The Carnivorous Plant FAQ Field Trip Report -

Idaho fen-hopping in 2006

Return to the Trip Overview

A relative giant!
This mighty specimen of Utricularia macrorhiza contrasts with the daintiness and delicacy of Utricularia minor. Notice that it curls the lateral edges of its petals downwards just like U. minor, but it has such an extravagant red-veined palate bulge and hooked spur that you easily overlook this detail.

After I took this photograph, I pulled a few specimens out of the water so I could take some aquatic images. I trudged the specimens back to the boat launch where my car was parked. As I crossed the beaver dam, I scared up an exceptionally pretty valley garter snake with red dots along its side (Thamnophis sirtalis subsp. fitchi) that was hanging around on the dam. I had startled a similar garter snake on the way out--apparently this was a good place to hang out if you were a snake.

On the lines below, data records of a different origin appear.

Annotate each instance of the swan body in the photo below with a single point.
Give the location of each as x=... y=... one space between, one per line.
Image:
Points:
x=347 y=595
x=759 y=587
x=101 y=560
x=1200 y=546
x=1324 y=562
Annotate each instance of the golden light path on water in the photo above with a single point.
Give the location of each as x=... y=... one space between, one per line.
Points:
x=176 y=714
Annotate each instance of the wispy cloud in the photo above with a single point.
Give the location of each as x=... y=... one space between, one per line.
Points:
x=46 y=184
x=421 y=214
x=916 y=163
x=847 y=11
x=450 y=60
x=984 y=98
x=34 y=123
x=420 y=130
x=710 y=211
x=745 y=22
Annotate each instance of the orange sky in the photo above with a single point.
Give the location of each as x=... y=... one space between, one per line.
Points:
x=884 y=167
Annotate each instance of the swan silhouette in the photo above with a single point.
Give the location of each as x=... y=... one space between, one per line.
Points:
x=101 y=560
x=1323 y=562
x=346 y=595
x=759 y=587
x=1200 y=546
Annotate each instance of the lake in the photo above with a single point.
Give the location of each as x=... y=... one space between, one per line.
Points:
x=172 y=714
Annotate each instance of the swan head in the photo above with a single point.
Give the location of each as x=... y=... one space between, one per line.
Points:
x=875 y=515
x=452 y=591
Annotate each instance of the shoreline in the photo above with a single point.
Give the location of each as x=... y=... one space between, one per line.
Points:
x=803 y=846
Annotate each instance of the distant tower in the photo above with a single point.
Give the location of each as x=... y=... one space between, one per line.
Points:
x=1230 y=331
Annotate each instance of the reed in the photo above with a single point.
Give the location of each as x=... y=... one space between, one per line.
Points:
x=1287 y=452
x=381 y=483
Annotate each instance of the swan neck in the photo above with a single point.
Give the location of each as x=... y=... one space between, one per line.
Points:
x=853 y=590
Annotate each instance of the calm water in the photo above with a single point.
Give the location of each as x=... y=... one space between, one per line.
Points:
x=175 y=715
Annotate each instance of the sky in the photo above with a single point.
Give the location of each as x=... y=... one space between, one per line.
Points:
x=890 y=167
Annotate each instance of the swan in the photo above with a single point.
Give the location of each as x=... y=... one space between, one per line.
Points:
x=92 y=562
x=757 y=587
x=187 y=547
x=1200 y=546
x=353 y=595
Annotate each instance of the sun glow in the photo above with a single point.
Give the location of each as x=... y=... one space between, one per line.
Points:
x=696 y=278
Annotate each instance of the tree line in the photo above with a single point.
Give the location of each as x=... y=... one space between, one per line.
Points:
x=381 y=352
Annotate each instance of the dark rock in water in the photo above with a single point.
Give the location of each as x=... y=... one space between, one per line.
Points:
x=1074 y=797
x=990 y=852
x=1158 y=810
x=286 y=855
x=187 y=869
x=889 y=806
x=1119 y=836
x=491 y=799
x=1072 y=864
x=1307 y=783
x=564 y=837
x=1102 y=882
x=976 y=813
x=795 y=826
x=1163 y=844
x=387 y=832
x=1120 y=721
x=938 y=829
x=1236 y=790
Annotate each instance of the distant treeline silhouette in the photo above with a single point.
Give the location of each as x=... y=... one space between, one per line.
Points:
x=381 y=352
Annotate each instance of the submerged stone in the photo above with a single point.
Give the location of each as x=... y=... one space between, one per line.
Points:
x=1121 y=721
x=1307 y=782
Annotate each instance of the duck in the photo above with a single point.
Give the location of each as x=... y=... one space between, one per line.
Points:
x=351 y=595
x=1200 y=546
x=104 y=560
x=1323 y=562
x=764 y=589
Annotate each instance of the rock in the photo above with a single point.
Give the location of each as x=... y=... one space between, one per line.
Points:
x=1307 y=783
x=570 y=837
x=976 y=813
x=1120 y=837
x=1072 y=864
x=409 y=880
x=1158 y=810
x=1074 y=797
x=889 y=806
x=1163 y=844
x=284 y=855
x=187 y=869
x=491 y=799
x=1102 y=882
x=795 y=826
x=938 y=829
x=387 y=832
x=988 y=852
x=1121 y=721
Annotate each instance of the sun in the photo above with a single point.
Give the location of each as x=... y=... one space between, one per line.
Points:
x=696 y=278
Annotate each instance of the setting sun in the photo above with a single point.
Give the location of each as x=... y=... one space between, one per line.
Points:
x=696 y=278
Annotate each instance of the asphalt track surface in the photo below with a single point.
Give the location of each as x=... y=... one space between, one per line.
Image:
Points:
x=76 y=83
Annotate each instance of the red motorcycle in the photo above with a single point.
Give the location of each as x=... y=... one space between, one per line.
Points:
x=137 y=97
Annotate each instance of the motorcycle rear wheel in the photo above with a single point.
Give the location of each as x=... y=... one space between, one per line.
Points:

This is a good point to tell you about my theory of besodden body appendages and why you should never expect to stay dry when exploring aquatic Utricularia habitats. For each species of Utricularia you encounter, expect a major body appendage to become wet. If you see one species then both your arms are expected to be completely wetted. (For some reason, both arms are included as one entity in this theory--I believe the underlying cause for this correction is due to special relativistic effects.) If you see a second species, the equivalent of a full-leg dousing is in order. If a third species is seen, your second leg--and any connecting items beneath the belt--are fully soaked. If you are lucky enough to see four or more aquatic Utricularia species, you are officially swimming-wet.

This theory assumes you are not particularly interested in getting wet. On the other hand, if you are like me and insist on observing plants in detail, a single species is likely to result in so many belly-observations and the like that a full dousing is entirely feasible.